Samdech Techo Hun Sèn partage l’analyse d’un universitaire thaïlandais selon laquelle le conflit frontalier a renforcé la position du Cambodge
AKP Phnom Penh, le 21 juillet 2026 —
Le président du Sénat, Samdech Akka Moha Sena Padei Techo Hun Sèn, a partagé mardi une traduction non officielle en khmer d’un article rédigé par l’expert thaïlandais en relations internationales et en sécurité Surachart Bamrungsuk, indiquant souhaiter que les peuples cambodgien et thaïlandais puissent mieux comprendre le point de vue de son auteur.

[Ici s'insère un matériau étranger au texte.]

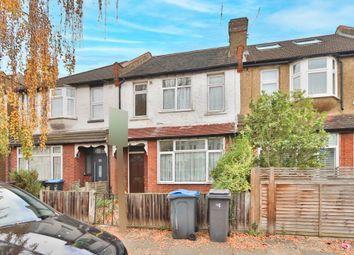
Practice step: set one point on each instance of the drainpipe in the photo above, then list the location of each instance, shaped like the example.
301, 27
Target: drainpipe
341, 82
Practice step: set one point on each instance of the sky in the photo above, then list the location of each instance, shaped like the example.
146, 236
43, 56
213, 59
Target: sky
169, 26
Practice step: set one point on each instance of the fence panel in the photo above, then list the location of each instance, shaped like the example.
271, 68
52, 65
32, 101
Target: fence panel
150, 210
306, 202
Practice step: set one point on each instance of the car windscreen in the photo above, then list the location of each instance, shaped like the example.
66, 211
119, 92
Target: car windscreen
17, 206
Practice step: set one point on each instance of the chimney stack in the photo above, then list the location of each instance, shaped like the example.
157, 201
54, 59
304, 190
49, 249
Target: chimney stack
345, 31
238, 39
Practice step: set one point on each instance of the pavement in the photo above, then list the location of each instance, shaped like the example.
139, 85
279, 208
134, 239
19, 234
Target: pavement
160, 242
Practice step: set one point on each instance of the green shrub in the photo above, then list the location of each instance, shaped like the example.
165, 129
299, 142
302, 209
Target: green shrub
234, 167
27, 180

Dans un message publié dans la soirée du 21 juillet, Samdech Techo a expliqué qu’il avait une nouvelle fois été interpellé par l’article intitulé « Le paradoxe : la guerre a également renforcé le régime au pouvoir au Cambodge ». Il a précisé qu’il se contentait de diffuser une traduction non officielle du texte, sans y ajouter de commentaire personnel, laissant aux citoyens des deux pays le soin d’apprécier les analyses qui y sont développées.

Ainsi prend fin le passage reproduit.